Wrong result with index on collation using NUMERIC-SORT
-------------------------------------------------------
Key: CORE-5638
URL: http://tracker.firebirdsql.org/browse/CORE-5638
Project: Firebird Core
Issue Type: Bug
Components: Charsets/Collation
Affects Versions: 4.0 Alpha 1, 3.0.2, 3.0.3
Environment: Windows 7 64
Reporter: Magnus Johansson
Not all records are retrieved when index on a column with collation created as
UTF8 with option NUMERIC-SORT is used.
Tested on Windows 7 64 with the 64-bit versions of WI-V3.0.2.32703,
WI-V3.0.3.32805 and WI-T4.0.0.760
I have downloaded icu4c-52_1-Win64-msvc10.zip from
http://site.icu-project.org/download and from which I replaced the original
icu*-files.
Using ISQL I have run this:
======================================
SET NAMES UTF8;
SET SQL DIALECT 3;
CREATE DATABASE 'C:\Data\Test\Collation_UTF8.fdb'
USER 'SYSDBA' PASSWORD 'masterkey'
PAGE_SIZE 16384
DEFAULT CHARACTER SET UTF8;
CREATE COLLATION UTF_SV_CI
FOR UTF8
FROM UNICODE
CASE INSENSITIVE
'LOCALE=sv_SE';
CREATE COLLATION UTF_SV_CI_NS
FOR UTF8
FROM UNICODE
CASE INSENSITIVE
'LOCALE=sv_SE;NUMERIC-SORT=1';
COMMIT;
CREATE TABLE TABLE_T (
FIELD_CI VARCHAR(5) CHARACTER SET UTF8 COLLATE UTF_SV_CI,
FIELD_CI_NS VARCHAR(5) CHARACTER SET UTF8 COLLATE UTF_SV_CI_NS);
COMMIT;
INSERT INTO TABLE_T VALUES ('1', '1' );
INSERT INTO TABLE_T VALUES ('2', '2' );
INSERT INTO TABLE_T VALUES ('10', '10');
INSERT INTO TABLE_T VALUES ('20', '20');
INSERT INTO TABLE_T VALUES ('a', 'a' );
INSERT INTO TABLE_T VALUES ('A', 'A' );
INSERT INTO TABLE_T VALUES ('aa', 'aa');
INSERT INTO TABLE_T VALUES ('Aa', 'Aa');
INSERT INTO TABLE_T VALUES ('AA', 'AA');
INSERT INTO TABLE_T VALUES ('b', 'b' );
INSERT INTO TABLE_T VALUES ('B', 'B' );
INSERT INTO TABLE_T VALUES ('o', 'o' );
INSERT INTO TABLE_T VALUES ('O', 'O' );
INSERT INTO TABLE_T VALUES ('z', 'z' );
INSERT INTO TABLE_T VALUES ('Z', 'Z' );
INSERT INTO TABLE_T VALUES ('å', 'å' );
INSERT INTO TABLE_T VALUES ('Å', 'Å' );
INSERT INTO TABLE_T VALUES ('ä', 'ä' );
INSERT INTO TABLE_T VALUES ('Ä', 'Ä' );
INSERT INTO TABLE_T VALUES ('ö', 'ö' );
INSERT INTO TABLE_T VALUES ('Ö', 'Ö' );
COMMIT;
CREATE INDEX IDX_CI ON TABLE_T (FIELD_CI);
CREATE INDEX IDX_CI_NS ON TABLE_T (FIELD_CI_NS);
COMMIT;
======================================
Still in ISQL I did some queries against field FIELD_CI_NS like below.

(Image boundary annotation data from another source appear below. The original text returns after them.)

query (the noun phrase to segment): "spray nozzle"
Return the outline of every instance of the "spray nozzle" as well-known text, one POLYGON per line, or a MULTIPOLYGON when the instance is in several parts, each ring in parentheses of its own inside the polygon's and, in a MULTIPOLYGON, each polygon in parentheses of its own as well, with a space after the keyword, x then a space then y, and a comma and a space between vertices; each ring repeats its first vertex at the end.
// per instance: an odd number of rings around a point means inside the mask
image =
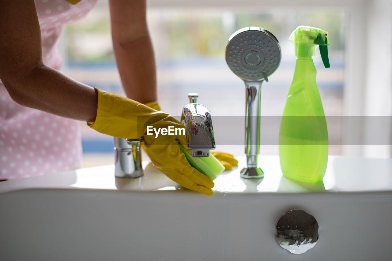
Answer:
POLYGON ((315 45, 318 45, 323 63, 325 68, 330 67, 328 59, 328 32, 310 26, 298 26, 289 38, 294 44, 295 55, 299 57, 316 55, 315 45))

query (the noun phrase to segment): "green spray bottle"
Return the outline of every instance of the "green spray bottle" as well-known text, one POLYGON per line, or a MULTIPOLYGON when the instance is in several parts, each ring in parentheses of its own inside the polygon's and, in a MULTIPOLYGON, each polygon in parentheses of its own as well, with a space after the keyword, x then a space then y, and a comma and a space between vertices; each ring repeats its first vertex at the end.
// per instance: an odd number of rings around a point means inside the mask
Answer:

The expected results on those queries can be retrieved by replacing filed
FIELD_CI_NS with FIELD_CI.
SELECT FIELD_CI_NS
FROM TABLE_T
WHERE FIELD_CI_NS BETWEEN '' AND 'b'
ORDER BY 1 ASC;
FIELD_CI_NS
===============
1
2
10
20
a
A
aa
Aa
AA
b
===============
'B' is missing
SELECT FIELD_CI_NS
FROM TABLE_T
WHERE FIELD_CI_NS = 'a';
FIELD_CI_NS
===============
a
===============
'A' is missing
SELECT FIELD_CI_NS
FROM TABLE_T
WHERE FIELD_CI_NS = 'A';
FIELD_CI_NS
===============
A
===============
'a' is missing
SELECT FIELD_CI_NS
FROM TABLE_T
WHERE FIELD_CI_NS IN ('a', 'o', 'ä', 'ö');
FIELD_CI_NS
===============
a
o
ä
ö
===============
'A', 'O', 'Ä', 'Ö' is missing
SELECT FIELD_CI_NS
FROM TABLE_T
WHERE FIELD_CI_NS >= 'a' AND FIELD_CI_NS <= 'a';
FIELD_CI_NS
===============
a
===============
'A' is missing
Note that I have used locale for Swedish (sv_SE) but this not only an issue for
Swedish.
I have also tested with da_DK, en_US, nn_NO which all seems affected.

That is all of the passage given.